Seed-Guided Fine-Grained Entity Typing in Science and Engineering Domains
Yu Zhang, Yunyi Zhang, Yanzhen Shen, Yu Deng, Lucian Popa, Larisa Shwartz, ChengXiang Zhai, Jiawei Han
TL;DR
This work addresses seed-guided fine-grained entity typing in science and engineering by proposing SEType, a two-phase framework that first enriches a small set of seed entities per type using a large unlabeled corpus and then trains a cross-encoder entailment model on pseudo-labeled samples to classify both seen and unseen types. The entity enrichment phase computes contextualized embeddings from a PLM, enforces mutual exclusivity across types, and iteratively expands seed sets to improve coverage while controlling noise. The entailment phase treats context as a premise and each type, including unseen ones, as a hypothesis, training with a contrastive objective and performing inference by selecting the hypothesis with the highest entailment score. Experiments on StackOverflowNER and Cybersecurity datasets show SEType outperforms zero-shot and few-shot baselines, with ablations confirming the value of enrichment, context, and carefully chosen hyperparameters for reliable open-set typing in domain-specific text.
Abstract
Accurately typing entity mentions from text segments is a fundamental task for various natural language processing applications. Many previous approaches rely on massive human-annotated data to perform entity typing. Nevertheless, collecting such data in highly specialized science and engineering domains (e.g., software engineering and security) can be time-consuming and costly, without mentioning the domain gaps between training and inference data if the model needs to be applied to confidential datasets.
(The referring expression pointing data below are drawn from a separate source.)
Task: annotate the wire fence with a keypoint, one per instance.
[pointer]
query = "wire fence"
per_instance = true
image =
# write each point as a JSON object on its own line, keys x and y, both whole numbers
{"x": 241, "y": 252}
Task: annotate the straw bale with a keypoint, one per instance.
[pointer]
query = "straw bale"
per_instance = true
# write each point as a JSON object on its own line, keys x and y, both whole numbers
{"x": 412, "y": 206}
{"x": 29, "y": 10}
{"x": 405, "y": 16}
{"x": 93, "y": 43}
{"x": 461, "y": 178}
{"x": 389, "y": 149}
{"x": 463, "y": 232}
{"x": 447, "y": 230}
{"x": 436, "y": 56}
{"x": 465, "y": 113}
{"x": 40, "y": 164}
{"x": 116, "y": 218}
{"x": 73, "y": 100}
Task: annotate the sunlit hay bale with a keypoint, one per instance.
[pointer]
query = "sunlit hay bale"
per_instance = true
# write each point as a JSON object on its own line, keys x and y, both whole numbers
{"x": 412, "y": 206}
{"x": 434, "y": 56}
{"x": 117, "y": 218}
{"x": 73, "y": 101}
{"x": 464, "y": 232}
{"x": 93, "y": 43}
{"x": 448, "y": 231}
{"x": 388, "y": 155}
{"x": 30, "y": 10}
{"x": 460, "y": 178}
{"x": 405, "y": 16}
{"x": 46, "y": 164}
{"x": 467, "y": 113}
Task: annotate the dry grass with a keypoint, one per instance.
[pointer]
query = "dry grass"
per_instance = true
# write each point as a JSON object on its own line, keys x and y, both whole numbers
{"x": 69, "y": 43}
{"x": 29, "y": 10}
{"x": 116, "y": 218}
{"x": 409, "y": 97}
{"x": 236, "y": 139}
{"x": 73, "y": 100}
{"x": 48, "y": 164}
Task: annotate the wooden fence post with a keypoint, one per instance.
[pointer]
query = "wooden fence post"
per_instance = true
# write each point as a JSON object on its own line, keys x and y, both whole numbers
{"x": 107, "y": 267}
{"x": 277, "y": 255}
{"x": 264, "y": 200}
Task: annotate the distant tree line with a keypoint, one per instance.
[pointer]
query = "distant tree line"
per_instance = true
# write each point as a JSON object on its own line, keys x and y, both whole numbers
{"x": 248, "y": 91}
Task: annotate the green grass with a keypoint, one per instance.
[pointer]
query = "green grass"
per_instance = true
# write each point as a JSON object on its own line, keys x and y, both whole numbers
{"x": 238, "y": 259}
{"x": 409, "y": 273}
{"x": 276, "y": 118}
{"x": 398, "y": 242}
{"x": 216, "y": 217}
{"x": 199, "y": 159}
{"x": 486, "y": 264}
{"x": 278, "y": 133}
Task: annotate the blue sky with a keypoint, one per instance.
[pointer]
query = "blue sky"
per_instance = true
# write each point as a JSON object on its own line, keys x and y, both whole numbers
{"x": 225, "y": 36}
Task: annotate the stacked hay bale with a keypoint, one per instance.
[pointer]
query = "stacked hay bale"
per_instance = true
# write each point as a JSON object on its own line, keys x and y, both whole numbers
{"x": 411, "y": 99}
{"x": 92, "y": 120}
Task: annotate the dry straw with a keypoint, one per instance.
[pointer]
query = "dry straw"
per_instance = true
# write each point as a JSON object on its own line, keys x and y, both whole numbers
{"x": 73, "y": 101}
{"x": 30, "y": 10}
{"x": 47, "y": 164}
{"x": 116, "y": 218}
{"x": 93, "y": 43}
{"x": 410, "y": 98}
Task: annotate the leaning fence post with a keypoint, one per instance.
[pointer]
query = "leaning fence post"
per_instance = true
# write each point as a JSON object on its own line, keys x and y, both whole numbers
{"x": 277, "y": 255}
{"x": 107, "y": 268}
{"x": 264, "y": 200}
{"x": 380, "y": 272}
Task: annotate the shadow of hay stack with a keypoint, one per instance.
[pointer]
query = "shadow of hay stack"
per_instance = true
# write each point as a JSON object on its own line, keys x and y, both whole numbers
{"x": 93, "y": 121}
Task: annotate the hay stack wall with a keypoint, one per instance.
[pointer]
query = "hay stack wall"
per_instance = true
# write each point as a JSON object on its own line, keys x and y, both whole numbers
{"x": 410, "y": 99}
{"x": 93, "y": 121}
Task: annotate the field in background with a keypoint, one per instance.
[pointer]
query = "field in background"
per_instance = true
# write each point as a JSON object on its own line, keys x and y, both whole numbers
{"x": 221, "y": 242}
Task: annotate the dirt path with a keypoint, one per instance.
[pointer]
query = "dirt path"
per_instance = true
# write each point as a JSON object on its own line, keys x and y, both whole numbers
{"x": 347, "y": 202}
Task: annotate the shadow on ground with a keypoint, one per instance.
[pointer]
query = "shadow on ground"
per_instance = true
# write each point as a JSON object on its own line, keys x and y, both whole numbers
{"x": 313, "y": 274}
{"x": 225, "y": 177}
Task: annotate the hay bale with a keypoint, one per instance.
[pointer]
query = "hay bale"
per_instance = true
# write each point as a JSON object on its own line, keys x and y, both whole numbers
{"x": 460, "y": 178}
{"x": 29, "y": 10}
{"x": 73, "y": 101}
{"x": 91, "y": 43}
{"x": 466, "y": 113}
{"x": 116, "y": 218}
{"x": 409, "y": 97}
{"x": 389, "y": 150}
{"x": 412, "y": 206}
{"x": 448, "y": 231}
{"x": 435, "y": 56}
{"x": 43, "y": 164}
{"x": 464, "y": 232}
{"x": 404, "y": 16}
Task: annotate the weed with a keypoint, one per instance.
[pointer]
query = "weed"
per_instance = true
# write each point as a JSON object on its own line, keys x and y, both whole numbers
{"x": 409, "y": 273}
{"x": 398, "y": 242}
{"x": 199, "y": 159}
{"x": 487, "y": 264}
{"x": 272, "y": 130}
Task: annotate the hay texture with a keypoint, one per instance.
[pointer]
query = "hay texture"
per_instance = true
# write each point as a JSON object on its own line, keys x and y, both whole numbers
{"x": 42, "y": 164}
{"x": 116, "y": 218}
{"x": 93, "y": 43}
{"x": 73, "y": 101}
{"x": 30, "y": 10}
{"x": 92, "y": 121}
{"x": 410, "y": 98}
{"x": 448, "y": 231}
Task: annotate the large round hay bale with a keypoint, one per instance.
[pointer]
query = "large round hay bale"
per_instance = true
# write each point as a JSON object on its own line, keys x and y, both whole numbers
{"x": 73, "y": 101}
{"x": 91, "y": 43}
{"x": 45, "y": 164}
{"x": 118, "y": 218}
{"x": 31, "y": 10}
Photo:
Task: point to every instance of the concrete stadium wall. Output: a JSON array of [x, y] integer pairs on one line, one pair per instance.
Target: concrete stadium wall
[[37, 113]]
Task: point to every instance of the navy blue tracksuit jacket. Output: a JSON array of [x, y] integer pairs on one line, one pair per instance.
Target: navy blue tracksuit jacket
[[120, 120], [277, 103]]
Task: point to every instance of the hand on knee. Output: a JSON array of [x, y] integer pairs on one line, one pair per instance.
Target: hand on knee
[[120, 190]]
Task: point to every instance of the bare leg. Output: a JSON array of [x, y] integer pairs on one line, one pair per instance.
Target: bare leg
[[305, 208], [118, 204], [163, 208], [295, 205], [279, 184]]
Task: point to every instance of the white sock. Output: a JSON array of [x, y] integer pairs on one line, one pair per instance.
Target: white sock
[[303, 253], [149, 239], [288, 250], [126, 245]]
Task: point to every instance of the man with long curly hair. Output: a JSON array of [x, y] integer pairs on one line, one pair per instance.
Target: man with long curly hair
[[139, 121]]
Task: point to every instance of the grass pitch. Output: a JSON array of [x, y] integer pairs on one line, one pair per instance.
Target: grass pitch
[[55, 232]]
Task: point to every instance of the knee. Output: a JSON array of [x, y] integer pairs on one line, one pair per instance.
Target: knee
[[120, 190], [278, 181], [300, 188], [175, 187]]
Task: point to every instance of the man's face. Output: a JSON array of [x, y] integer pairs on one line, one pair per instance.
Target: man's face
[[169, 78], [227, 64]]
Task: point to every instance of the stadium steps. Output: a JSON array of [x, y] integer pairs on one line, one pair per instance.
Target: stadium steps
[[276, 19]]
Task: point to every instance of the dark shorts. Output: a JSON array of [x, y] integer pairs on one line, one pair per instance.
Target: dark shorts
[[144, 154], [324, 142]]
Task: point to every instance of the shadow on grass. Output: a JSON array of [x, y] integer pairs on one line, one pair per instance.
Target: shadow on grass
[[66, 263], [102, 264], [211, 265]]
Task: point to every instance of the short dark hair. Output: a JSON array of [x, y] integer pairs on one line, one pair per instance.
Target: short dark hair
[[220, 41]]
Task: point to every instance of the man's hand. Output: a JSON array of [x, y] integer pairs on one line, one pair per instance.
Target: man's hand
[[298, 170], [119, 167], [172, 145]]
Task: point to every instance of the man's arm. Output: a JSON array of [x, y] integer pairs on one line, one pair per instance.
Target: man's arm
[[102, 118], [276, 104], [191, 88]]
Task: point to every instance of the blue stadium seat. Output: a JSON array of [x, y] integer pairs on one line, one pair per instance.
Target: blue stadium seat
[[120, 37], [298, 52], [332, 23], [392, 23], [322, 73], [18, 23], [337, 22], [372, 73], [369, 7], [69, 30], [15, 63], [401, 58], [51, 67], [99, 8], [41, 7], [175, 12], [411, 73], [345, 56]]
In this paper, we study the task of seed-guided fine-grained entity typing in science and engineering domains, which takes the name and a few seed entities for each entity type as the only supervision and aims to classify new entity mentions into both seen and unseen types (i.e., those without seed entities). To solve this problem, we propose SEType which first enriches the weak supervision by finding more entities for each seen type from an unlabeled corpus using the contextualized representations of pre-trained language models. It then matches the enriched entities to unlabeled text to get pseudo-labeled samples and trains a textual entailment model that can make inferences for both seen and unseen types. Extensive experiments on two datasets covering four domains demonstrate the effectiveness of SEType in comparison with various baselines.